This implies that the contribution of the higher levels precedes
that of the lower levels. When there is damage at the higher
levels, dreaming is blocked completely, whereas damage at the
lower levels merely subtracts something from the terminal stage of
the dream process. This is the opposite of what happens in waking
perception, which is obliterated entirely by damage at the lowest
levels of the system. In other words, dreaming reverses the normal
sequence of perceptual events.
The available
neuroscientific evidence, therefore, is compatible with Freud’s
conception of where and how the dream process is initiated (for
example, by an arousing stimulus which activates the emotional and
motivational systems), and of where and how it terminates (such as
by abstract thinking in the memory systems, which is projected
backwards in the form of concrete images onto the perceptual
systems).
In fact, it is now
possible to actually see where this neural activity is
distributed in the dreaming brain. Modern neuroradiological
methods produce pictures of the pattern of metabolic activity in
the living brain while it is actually performing a particular
function, and in the case of dreaming these images clearly show
how the brain’s energic ‘cathexis’ (as Freud called it) is
concentrated within the anatomical areas discussed above: namely,
the (frontal and limbic) parts of the brain concerned with
arousal, emotion, memory and motivation, on the one hand, and the
parts (at the back of the brain) concerned with abstract thinking
and visual perception, on the other8.
These radiological
pictures also reveal something about what happens in between the
initial and terminal ends of the dream process. The most striking
feature of the dreaming brain in this respect is the fact that a
region of the brain known as the dorsolateral frontal convexity is
completely inactive during dreams. This is striking, because this
part of the brain, which is inactive during dreams, is one of the
most active of all brain areas during waking mental activity. If
one compares the pictures of the waking brain with those of the
dreaming brain, one literally sees the truth of Fechner’s (1889)

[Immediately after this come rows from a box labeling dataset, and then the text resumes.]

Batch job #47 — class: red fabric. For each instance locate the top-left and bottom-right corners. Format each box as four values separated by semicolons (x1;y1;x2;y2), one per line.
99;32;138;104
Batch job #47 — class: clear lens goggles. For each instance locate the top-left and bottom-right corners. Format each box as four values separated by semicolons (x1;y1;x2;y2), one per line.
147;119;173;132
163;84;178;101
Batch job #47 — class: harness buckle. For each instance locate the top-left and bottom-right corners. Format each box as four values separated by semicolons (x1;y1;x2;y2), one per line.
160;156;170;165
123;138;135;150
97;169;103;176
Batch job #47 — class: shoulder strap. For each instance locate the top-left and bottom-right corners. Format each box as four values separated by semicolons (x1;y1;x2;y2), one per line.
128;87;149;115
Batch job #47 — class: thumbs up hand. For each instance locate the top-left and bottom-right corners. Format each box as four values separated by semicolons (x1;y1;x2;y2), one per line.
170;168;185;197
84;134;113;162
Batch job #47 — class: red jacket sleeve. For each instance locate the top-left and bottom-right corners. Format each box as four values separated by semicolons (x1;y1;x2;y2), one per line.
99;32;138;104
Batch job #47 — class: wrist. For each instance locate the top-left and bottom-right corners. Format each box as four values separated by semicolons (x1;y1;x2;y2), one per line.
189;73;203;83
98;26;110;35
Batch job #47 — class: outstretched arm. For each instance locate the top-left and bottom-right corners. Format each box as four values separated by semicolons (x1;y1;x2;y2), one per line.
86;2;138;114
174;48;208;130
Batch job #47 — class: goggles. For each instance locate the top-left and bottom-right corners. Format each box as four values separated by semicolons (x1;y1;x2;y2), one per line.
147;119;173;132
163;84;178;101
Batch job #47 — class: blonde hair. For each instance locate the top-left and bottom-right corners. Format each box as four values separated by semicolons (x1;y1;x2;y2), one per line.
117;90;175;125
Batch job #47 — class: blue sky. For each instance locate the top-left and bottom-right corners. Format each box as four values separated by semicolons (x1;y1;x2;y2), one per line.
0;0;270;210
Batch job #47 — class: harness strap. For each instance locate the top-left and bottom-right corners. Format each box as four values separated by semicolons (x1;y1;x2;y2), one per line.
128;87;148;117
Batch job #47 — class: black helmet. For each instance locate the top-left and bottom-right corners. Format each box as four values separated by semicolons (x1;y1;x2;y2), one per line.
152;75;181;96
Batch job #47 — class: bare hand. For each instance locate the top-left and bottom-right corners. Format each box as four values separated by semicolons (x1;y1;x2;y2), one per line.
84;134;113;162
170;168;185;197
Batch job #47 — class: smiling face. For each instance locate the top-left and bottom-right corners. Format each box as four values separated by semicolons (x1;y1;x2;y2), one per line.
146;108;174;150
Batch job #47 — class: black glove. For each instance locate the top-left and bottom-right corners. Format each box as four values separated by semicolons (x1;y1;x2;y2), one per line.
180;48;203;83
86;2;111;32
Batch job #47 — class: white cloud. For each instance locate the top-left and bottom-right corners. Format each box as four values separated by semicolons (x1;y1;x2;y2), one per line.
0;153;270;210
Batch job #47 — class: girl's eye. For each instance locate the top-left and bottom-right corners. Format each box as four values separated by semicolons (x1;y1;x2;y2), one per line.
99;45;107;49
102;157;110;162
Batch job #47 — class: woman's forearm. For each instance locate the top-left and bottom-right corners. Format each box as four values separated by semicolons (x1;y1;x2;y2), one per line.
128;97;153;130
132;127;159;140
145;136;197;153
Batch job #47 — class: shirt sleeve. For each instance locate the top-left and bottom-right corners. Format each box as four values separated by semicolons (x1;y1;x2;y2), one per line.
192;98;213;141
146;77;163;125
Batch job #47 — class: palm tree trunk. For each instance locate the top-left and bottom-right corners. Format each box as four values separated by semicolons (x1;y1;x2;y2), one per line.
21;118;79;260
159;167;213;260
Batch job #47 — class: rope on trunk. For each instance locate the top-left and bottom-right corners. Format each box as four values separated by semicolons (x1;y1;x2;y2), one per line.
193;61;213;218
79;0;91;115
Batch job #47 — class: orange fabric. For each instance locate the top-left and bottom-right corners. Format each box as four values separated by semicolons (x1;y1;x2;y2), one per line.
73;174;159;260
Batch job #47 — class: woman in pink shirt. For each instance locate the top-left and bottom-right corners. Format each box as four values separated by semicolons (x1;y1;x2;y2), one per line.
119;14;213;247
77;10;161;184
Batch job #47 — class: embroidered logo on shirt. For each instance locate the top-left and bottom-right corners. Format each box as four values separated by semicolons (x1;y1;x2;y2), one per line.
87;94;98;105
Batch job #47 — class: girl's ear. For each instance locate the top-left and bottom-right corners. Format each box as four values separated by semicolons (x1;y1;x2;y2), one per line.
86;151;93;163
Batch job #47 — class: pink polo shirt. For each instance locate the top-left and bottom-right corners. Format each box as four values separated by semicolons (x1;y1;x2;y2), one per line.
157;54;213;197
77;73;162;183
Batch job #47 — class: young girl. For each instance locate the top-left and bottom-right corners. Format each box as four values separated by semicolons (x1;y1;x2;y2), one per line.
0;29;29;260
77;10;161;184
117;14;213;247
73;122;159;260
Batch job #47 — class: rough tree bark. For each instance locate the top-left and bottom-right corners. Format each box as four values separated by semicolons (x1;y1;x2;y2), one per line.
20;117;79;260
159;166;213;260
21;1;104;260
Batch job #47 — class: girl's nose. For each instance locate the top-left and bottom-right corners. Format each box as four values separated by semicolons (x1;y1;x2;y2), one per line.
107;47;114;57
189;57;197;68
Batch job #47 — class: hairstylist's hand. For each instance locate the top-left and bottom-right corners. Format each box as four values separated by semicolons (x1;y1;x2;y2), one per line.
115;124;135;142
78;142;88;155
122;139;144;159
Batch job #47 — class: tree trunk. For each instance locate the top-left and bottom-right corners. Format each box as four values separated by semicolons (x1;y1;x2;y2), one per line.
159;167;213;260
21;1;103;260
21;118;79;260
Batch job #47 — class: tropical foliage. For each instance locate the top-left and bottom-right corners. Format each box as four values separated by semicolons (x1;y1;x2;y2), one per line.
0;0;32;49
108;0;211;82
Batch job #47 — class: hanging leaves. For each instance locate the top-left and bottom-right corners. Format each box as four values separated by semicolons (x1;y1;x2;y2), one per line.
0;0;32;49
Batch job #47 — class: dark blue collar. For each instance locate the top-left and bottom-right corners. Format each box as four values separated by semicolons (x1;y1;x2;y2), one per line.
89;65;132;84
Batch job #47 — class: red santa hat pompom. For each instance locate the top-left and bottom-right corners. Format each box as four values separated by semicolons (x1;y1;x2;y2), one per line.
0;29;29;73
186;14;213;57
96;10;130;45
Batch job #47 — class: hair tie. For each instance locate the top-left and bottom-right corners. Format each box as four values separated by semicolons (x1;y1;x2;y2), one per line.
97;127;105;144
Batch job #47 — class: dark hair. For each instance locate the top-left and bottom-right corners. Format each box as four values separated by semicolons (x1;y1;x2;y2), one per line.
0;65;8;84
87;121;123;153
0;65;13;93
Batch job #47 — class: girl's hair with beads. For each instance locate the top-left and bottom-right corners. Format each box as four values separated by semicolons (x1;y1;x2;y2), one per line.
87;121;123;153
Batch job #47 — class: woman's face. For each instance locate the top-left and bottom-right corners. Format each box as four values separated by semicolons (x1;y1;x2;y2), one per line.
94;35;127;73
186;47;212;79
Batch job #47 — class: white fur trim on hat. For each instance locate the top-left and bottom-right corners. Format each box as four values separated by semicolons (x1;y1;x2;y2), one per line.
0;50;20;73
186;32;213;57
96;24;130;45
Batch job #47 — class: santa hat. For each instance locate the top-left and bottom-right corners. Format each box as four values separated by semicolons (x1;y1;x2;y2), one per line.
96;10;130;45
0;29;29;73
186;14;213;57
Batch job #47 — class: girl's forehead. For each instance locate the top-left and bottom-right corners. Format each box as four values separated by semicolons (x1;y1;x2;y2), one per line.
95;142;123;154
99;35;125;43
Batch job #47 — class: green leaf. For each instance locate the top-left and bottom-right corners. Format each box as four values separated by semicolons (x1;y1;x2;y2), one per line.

assertion to the effect that ‘the scene of action of dreams is
different from that of waking ideational life’ (cf. Freud,
1900a, p536). Whereas in waking ideational life, the ‘scene of
action’ is concentrated in the dorsolateral region at the front
of the brain - ‘the upper end of the motor system - the gateway
from thought to action’ (Solms, 1997, p223) - in dreams it is
concentrated in the occipito-temporo-parietal region at the back
of the brain, on the memory and perceptual systems. In short, in
dreams, the ‘scene’ shifts from the motor end of the apparatus
to the perceptual end9.
This reflects the
fact that whereas in waking life the normal course of mental
events is directed toward action, in dreams this path is
unavailable. The ‘gateway’ to the motor systems (the
dorsolateral frontal convexity of the brain) is blocked in dreams
(Braun et al, 1997, 1998; Solms, 1997), as are the motor output
channels (the alpha motor neurons of the spinal cord, Pompeiano,
1979). Thus both the intention to act and the ability to act are
blocked during sleep, and it seems reasonable to infer (as did
Freud) that this block is the immediate cause of the dream process
assuming a regressive path, away from the motor systems of the
brain, toward the perceptual systems (Solms, 1997).
Finally, due to
relative inactivation during sleep of crucial parts of the
reflective systems in the frontal parts of the limbic brain, the
imagined dream scene is uncritically accepted and the dreamer
mistakes the internally generated scene for a real perception.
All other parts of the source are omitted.